When I was growing up, my parents and the other people around me seemed to like it here and tended to embrace it and so to be like them I was dressed up like a cute little cowgirl that I thought I was with little thought that when I got older would be the complete opposite. I was never told to “just be yourself” or “you’re perfect just the way you are”, I just always inferred it.
As I grew older I started having different interests than everyone else around me: different music taste, different taste in foods, different taste in style. I never thought that I was odd or strange for this I just thought that I was embracing who I truly was. My friends started to view me different so I found more accepting ones who had very similar interests, but it seemed as though the more my friend group changed, the more my room changed, the more I changed, the more my parents started to act not so bright and cheerful like they did when I was a little cowgirl.
Growing more attached to these interests or just growing more in general, my folks started to worry because they knew I was different and this wasn’t all that great in their eyes. They grew stricter and enforced more rules, that I didn’t necessarily understand. They started snooping through my mp3 player and paying more attention to the things | liked. There was a time where I wasn’t allowed to listen to my mp3 player because didn’t fit their liking or I wasn’t allowed to hang out with any of my friends because my parents believed they were changing me.

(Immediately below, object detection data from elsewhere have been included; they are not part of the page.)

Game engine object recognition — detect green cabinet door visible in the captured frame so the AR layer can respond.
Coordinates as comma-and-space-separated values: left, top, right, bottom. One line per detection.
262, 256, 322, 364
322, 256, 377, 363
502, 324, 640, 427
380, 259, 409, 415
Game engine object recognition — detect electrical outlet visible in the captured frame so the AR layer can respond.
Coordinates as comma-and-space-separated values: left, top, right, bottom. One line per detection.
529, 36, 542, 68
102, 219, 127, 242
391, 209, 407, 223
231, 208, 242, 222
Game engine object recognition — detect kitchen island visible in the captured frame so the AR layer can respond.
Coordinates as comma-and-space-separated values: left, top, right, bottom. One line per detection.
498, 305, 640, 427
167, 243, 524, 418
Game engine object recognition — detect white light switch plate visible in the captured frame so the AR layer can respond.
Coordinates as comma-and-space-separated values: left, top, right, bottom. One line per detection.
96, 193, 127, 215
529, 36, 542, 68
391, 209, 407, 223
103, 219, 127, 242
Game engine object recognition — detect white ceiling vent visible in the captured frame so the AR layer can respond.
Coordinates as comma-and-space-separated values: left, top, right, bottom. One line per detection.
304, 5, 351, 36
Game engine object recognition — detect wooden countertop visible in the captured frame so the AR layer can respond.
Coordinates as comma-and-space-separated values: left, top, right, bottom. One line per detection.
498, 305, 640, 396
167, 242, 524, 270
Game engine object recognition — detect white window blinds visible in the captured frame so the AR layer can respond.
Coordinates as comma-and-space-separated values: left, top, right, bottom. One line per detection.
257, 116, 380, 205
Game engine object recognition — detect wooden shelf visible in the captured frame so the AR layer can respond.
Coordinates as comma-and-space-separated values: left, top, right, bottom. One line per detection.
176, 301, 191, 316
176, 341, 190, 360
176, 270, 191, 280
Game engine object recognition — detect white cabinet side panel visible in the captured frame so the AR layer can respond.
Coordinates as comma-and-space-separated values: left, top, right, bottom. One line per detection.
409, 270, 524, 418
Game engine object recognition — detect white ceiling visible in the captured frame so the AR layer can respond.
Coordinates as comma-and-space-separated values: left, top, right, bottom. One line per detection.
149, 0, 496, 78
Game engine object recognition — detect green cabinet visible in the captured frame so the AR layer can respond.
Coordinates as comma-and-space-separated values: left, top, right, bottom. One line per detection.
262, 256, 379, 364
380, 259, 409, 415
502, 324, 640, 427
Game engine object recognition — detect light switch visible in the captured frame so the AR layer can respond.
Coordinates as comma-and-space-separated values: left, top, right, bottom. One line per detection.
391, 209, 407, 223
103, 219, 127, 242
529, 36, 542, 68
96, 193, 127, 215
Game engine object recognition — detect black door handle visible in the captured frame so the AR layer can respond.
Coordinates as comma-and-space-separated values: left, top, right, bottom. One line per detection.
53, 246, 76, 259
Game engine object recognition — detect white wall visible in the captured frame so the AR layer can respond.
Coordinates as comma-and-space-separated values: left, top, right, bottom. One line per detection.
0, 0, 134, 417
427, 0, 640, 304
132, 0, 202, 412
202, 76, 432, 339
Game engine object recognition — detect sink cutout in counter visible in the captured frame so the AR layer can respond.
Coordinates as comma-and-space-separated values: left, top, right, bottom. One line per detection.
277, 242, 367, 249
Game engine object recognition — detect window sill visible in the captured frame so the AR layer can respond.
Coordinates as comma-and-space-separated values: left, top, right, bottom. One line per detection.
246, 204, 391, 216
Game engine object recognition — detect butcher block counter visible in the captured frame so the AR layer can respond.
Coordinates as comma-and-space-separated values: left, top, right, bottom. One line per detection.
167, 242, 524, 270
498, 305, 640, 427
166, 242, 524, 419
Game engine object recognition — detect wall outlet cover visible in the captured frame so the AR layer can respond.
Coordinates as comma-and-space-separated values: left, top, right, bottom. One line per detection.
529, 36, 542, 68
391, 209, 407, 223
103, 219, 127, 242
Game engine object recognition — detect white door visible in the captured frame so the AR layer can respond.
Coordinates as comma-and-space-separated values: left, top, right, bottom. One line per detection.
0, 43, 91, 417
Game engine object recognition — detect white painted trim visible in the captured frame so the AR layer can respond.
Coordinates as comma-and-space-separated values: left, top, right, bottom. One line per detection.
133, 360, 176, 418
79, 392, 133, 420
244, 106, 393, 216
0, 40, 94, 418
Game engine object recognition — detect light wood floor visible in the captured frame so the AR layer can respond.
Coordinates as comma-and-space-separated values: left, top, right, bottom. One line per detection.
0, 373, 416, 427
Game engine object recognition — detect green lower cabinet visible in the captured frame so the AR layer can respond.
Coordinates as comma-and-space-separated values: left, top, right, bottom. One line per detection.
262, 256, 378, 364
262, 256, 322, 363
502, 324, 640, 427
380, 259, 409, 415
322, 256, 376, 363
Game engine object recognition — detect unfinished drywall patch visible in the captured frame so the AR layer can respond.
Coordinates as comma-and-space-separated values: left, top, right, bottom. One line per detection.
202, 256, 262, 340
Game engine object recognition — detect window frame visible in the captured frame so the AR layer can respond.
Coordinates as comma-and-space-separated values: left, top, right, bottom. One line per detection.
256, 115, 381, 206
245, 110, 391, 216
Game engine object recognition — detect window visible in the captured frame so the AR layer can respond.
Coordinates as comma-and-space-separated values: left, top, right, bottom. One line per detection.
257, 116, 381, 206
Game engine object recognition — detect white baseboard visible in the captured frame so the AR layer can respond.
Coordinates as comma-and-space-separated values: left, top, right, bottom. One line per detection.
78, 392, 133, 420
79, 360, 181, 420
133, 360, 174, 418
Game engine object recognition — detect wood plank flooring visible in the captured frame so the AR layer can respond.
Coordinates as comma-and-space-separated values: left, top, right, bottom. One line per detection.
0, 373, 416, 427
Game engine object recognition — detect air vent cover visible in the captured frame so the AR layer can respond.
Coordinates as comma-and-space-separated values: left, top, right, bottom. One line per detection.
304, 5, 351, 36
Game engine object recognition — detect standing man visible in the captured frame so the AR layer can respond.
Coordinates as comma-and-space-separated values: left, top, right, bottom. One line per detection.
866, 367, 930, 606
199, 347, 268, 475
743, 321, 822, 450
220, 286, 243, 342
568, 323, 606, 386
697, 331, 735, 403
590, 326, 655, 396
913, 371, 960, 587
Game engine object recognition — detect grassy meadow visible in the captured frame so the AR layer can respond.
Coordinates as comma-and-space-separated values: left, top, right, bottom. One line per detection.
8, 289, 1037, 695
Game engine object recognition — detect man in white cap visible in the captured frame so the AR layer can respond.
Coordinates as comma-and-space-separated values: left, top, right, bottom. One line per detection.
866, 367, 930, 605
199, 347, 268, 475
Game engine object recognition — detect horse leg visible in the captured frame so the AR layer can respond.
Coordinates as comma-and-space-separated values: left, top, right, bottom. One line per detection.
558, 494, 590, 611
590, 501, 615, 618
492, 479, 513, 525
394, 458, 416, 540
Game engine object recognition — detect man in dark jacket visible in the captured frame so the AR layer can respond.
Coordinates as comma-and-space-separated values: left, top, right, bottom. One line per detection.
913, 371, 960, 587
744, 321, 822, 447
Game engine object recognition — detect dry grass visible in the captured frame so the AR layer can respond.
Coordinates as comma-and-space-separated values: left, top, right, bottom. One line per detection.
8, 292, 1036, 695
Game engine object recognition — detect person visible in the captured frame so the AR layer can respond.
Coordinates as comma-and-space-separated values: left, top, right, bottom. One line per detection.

As I grew older, my interests didn’t change much but they did expand. I became more outgoing, I wanted to try new things and travel to different places but I also quickly grew tired of my hometown. It was too small and too close minded like my parents. I mean no offense by this it’s just the truth. Going through these trials of acceptance of my parents, it made me become more open minded and more understanding in general. As I grew, all of this made me want to accept people for who they are no matter what set them apart of from the status quo; this also helped me start giving everyone a chance instead of judging their shell.